All in all upbge is growing and works well for me at the moment,

As for god rays in the bge, if there is something missing for the feature, add it to the upbge issues page.

the more developers we can attract by making quality games the better.

hordes of actors not animated using armatures is possible now,

also using armatures with FK is much cheaper than using IK
(same in unity I belive as well*)

many engines don’t even support ik right?

It’s not great but it’s also not bad. You can achieve pretty decent results with it.

Anything has limitations. Can you be more specific?

This depends more on you than on the game engine. Unity is a game engine as the BGE is a game engine. Game engines do not make graphics, they have graphics features due to there 3d render engine. The render engine provides the graphics features you can use. And yes, the features are pretty much the same.

Still, graphics depends on you.

What specific features are you looking for?
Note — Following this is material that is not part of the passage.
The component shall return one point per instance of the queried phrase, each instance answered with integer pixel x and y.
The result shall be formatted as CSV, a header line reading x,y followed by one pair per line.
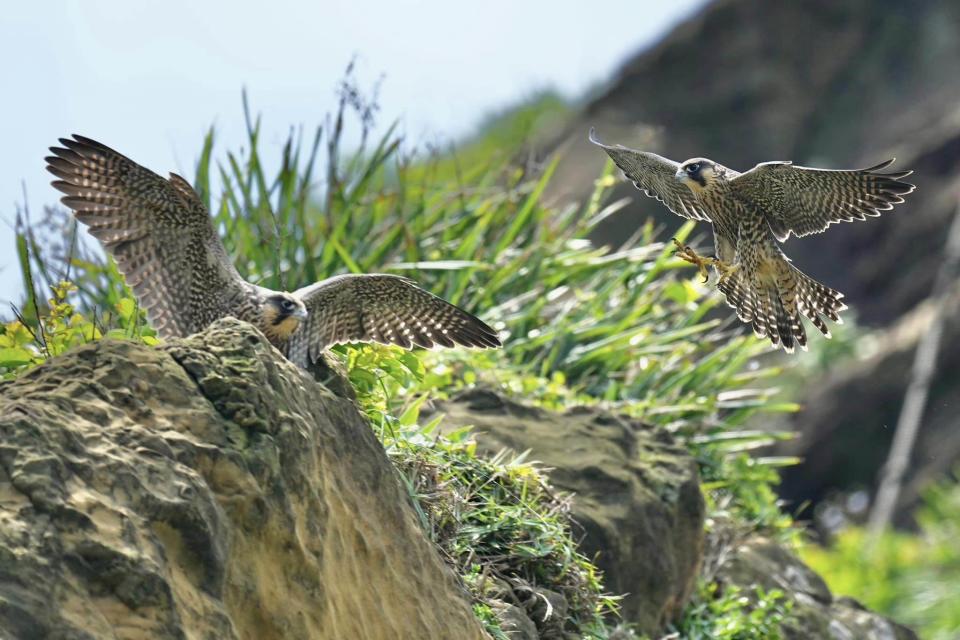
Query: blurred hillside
x,y
827,84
Unfortunately this question shows missing game development skills and low experience to the topic. This is not bad, but you should be careful in interpreting forum posts.

There is no direct relation between writing code and the frame rate of a game. There can some loosly coupled dependency.

When you write a lot of python code you might master Python in future.
-> When you master Python you will be able to get into the BGE API.
-> When you can use the BGE API you can write custom logic bricks for your game.
-> When you know how logic bricks work you can use custom bricks.
-> When you know how logic bricks work you will be able to describe behavior of objects in your game.
-> When you know how you can describe object behavior you can describe the game’s behavior.
-> When you know the game’s behavior you should recognized there are more aspects beside behavior in your game that eat processing time.
-> When you know how the game runs you might be able to identify processing bottlenecks.
-> When you know the bottlenecks you might be able to find more efficient solutions.
-> When you are able to find efficient solutions you will recognize solutions are usually not Python. [#1 bottleneck is render overload.]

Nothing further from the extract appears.